Abstract 14744: Resuscitation by Prehospital Transfusion With Hemoglobin Vesicles in Trauma Induced Hemorrhagic Shock / Coagulopathy Rabbits
Introduction: Several investigators reported that polymerization of hemoglobin creates larger Hemoglobin-based oxygen carriers, may increase the likelihood of coagulopathy.
Hypothesis: We have developed Hemoglobin vesicle (HbV) as an artificial substitute for Red blood cells (RBC). The aim of this study was to evaluate the efficacy of HbV treatment during prehospital period in traumatic hemorrhagic shock / coagulopathy rabbits.

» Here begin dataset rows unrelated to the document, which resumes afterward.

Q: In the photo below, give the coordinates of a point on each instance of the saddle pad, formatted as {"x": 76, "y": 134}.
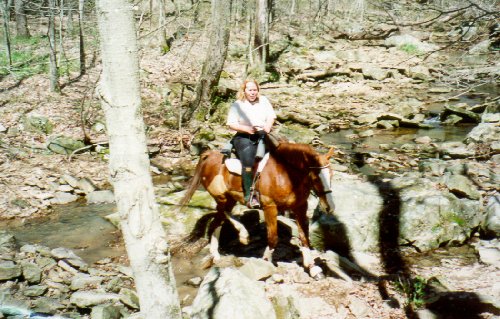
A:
{"x": 234, "y": 165}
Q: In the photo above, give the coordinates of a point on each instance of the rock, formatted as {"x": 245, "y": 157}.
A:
{"x": 70, "y": 257}
{"x": 429, "y": 216}
{"x": 35, "y": 291}
{"x": 70, "y": 180}
{"x": 489, "y": 253}
{"x": 129, "y": 298}
{"x": 390, "y": 117}
{"x": 461, "y": 186}
{"x": 194, "y": 282}
{"x": 491, "y": 224}
{"x": 100, "y": 197}
{"x": 406, "y": 40}
{"x": 257, "y": 268}
{"x": 289, "y": 303}
{"x": 419, "y": 72}
{"x": 85, "y": 299}
{"x": 227, "y": 293}
{"x": 31, "y": 272}
{"x": 490, "y": 118}
{"x": 364, "y": 119}
{"x": 83, "y": 281}
{"x": 36, "y": 123}
{"x": 366, "y": 133}
{"x": 456, "y": 150}
{"x": 359, "y": 307}
{"x": 47, "y": 305}
{"x": 467, "y": 116}
{"x": 105, "y": 312}
{"x": 375, "y": 73}
{"x": 7, "y": 242}
{"x": 9, "y": 270}
{"x": 452, "y": 119}
{"x": 484, "y": 133}
{"x": 423, "y": 140}
{"x": 388, "y": 125}
{"x": 86, "y": 185}
{"x": 64, "y": 145}
{"x": 114, "y": 219}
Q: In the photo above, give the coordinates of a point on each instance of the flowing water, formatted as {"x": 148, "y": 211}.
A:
{"x": 83, "y": 228}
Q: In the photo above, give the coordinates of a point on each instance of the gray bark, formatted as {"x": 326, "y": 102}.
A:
{"x": 21, "y": 20}
{"x": 54, "y": 71}
{"x": 216, "y": 55}
{"x": 147, "y": 248}
{"x": 261, "y": 37}
{"x": 81, "y": 39}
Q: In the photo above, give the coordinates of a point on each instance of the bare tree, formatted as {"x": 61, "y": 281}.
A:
{"x": 21, "y": 20}
{"x": 6, "y": 17}
{"x": 216, "y": 55}
{"x": 261, "y": 36}
{"x": 147, "y": 248}
{"x": 81, "y": 4}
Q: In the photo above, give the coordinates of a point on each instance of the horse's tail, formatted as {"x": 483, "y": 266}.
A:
{"x": 195, "y": 182}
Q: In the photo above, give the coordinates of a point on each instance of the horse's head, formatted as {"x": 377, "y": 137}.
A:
{"x": 321, "y": 181}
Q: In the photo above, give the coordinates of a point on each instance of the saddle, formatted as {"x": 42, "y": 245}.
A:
{"x": 234, "y": 165}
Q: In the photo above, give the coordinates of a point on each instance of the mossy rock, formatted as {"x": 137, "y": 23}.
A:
{"x": 38, "y": 124}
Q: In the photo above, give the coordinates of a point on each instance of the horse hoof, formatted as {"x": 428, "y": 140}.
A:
{"x": 316, "y": 273}
{"x": 244, "y": 241}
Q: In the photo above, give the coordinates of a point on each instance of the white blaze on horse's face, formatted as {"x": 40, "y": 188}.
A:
{"x": 325, "y": 177}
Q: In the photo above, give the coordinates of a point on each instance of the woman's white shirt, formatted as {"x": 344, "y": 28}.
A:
{"x": 245, "y": 113}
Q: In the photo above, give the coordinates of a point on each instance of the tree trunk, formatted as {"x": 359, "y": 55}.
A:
{"x": 80, "y": 32}
{"x": 261, "y": 37}
{"x": 54, "y": 72}
{"x": 162, "y": 21}
{"x": 147, "y": 249}
{"x": 6, "y": 32}
{"x": 62, "y": 52}
{"x": 216, "y": 55}
{"x": 21, "y": 20}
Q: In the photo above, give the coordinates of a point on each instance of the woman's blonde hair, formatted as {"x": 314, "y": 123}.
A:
{"x": 241, "y": 93}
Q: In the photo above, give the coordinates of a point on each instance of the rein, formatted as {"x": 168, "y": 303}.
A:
{"x": 319, "y": 167}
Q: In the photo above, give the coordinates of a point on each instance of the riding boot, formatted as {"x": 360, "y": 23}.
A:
{"x": 247, "y": 177}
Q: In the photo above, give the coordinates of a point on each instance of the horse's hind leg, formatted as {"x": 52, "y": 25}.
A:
{"x": 271, "y": 217}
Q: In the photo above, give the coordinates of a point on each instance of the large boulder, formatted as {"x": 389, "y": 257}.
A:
{"x": 491, "y": 224}
{"x": 227, "y": 293}
{"x": 484, "y": 133}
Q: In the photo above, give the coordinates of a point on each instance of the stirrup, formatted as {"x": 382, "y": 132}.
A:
{"x": 253, "y": 200}
{"x": 253, "y": 203}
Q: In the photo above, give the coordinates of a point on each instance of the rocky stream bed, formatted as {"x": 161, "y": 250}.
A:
{"x": 415, "y": 233}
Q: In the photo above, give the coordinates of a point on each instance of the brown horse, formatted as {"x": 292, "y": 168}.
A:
{"x": 293, "y": 170}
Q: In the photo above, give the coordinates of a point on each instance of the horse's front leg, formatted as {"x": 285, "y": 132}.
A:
{"x": 271, "y": 218}
{"x": 303, "y": 230}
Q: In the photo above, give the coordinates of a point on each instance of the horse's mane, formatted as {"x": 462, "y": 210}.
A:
{"x": 300, "y": 156}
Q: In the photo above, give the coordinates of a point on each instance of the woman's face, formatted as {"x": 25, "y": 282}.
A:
{"x": 251, "y": 91}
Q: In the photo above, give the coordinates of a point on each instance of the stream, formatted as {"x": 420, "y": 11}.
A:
{"x": 83, "y": 228}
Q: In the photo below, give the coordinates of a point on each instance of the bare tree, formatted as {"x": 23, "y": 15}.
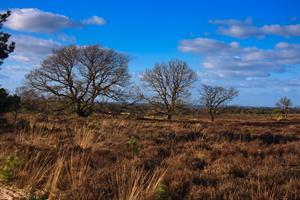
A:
{"x": 5, "y": 48}
{"x": 214, "y": 98}
{"x": 80, "y": 75}
{"x": 284, "y": 104}
{"x": 169, "y": 84}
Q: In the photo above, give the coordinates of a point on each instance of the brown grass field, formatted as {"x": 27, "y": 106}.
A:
{"x": 236, "y": 157}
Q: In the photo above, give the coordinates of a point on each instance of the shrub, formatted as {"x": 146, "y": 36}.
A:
{"x": 8, "y": 168}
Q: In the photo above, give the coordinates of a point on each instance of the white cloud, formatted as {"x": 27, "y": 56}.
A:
{"x": 95, "y": 20}
{"x": 230, "y": 22}
{"x": 245, "y": 29}
{"x": 28, "y": 54}
{"x": 230, "y": 60}
{"x": 31, "y": 49}
{"x": 35, "y": 20}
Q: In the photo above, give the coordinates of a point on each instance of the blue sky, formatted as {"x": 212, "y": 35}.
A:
{"x": 251, "y": 45}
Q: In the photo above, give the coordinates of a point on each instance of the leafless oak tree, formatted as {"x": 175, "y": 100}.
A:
{"x": 80, "y": 75}
{"x": 169, "y": 84}
{"x": 214, "y": 98}
{"x": 284, "y": 104}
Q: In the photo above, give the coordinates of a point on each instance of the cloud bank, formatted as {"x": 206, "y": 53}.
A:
{"x": 222, "y": 59}
{"x": 246, "y": 29}
{"x": 35, "y": 20}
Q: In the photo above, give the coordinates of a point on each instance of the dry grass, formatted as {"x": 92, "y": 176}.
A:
{"x": 237, "y": 157}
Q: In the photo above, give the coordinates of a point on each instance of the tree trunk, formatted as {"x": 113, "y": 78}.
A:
{"x": 285, "y": 114}
{"x": 212, "y": 116}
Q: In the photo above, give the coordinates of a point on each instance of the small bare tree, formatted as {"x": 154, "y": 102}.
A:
{"x": 214, "y": 98}
{"x": 284, "y": 104}
{"x": 79, "y": 75}
{"x": 169, "y": 84}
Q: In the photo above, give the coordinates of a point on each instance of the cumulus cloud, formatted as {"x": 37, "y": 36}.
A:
{"x": 32, "y": 49}
{"x": 222, "y": 59}
{"x": 29, "y": 53}
{"x": 231, "y": 22}
{"x": 35, "y": 20}
{"x": 94, "y": 20}
{"x": 245, "y": 29}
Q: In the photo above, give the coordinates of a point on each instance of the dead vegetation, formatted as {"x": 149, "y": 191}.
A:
{"x": 236, "y": 157}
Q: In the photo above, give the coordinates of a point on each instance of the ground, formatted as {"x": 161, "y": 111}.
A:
{"x": 101, "y": 157}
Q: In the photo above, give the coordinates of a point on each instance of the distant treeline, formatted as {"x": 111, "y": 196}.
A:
{"x": 43, "y": 105}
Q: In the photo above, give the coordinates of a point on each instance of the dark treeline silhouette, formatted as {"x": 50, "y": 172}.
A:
{"x": 89, "y": 79}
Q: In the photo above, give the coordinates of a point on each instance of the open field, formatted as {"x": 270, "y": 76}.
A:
{"x": 236, "y": 157}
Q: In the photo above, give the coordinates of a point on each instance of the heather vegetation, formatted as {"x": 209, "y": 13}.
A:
{"x": 80, "y": 129}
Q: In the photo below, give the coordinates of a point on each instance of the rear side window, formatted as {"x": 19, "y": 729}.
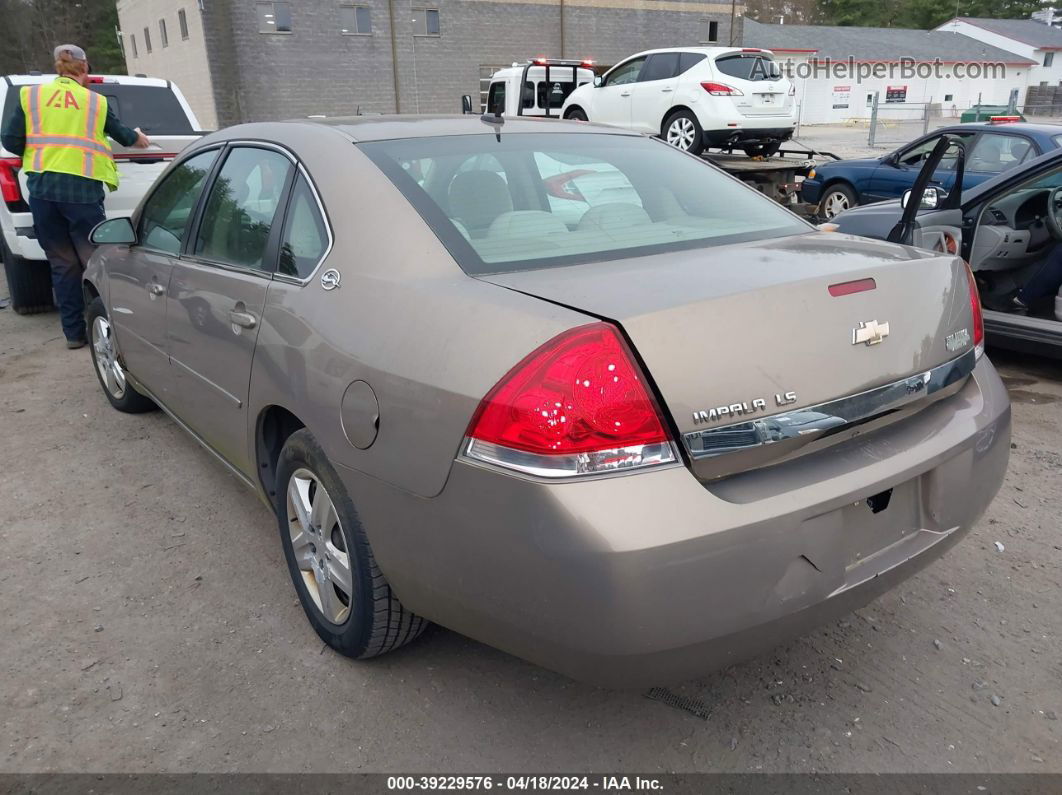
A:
{"x": 153, "y": 108}
{"x": 305, "y": 238}
{"x": 565, "y": 199}
{"x": 661, "y": 66}
{"x": 166, "y": 212}
{"x": 749, "y": 67}
{"x": 242, "y": 206}
{"x": 688, "y": 59}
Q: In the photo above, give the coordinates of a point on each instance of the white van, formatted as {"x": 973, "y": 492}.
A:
{"x": 547, "y": 83}
{"x": 154, "y": 105}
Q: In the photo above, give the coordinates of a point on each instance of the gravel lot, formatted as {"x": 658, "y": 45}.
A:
{"x": 149, "y": 625}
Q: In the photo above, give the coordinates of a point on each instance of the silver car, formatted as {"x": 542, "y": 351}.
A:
{"x": 632, "y": 444}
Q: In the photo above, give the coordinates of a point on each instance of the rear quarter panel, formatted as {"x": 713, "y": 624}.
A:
{"x": 429, "y": 340}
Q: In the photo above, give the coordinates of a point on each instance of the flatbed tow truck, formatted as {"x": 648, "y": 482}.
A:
{"x": 547, "y": 83}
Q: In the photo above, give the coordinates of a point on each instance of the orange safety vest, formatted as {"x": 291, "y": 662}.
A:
{"x": 65, "y": 124}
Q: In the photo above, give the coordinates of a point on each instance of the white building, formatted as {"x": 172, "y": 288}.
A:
{"x": 1038, "y": 41}
{"x": 838, "y": 69}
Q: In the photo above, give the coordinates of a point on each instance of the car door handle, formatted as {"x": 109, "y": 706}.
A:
{"x": 243, "y": 318}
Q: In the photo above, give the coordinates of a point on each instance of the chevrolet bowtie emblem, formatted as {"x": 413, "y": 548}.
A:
{"x": 870, "y": 332}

Methods: Hemorrhagic shock / thrombocytopenia were induced in rabbits by repeated blood withdrawal (total 400ml) and isovolemic transfusion of autologous washed RBC. Liver penetrating injury led lethal oozing hemorrhage. Prehospital phase: Uncontrolled hemorrhage was compensated by isovolemic transfusion of allogenic RBC transfusion (n=8), HbV (n=8) or Platelet poor plasma (PPP) (n=5) for initial 30 minutes. In-hospital phase: Then, platelet rich plasma (PRP) administration stopped bleeding. Subsequently, final RBC transfusion (n=16) or PPP (n=5) was administered as much as same volume of blood loss until hemostasis achieved period. Acute prognosis was compared among them for 24 hr. Hemodynamic and hematologic parameters were periodically recorded until the end of surgical procedure.
Results: In thrombocytopenic rabbits (platelets < 50,000 /μL, mean arterial pressure (MAP) < 50 mmHg), liver penetrating injury caused uncontrolled bleeding, then PRP administration restored platelets ≧ 70,000 /μL, which stopped bleeding within 40 min. At this point, dilutional anemia occurred as severe as class IV shock (Hb 6.0 g/dl, MAP approximately 50 mmHg). Prehospital administration of HbV as well as RBC transfusion regained MAP more than 55 mmHg, and they rescued more than 80 % animals, although rabbits receiving PPP showed 0% survival in the first 24 hours. HbV administration did not affect the coagulation parameters as well as RBC transfusion.
Conclusions: HbV may be effectively initial resuscitation fluid s for acute hemorrhagic shock with trauma induced coagulopathy.
Author Disclosures: K. Hagisawa: None. M. Kinoshita: None.
- © 2016 by American Heart Association, Inc.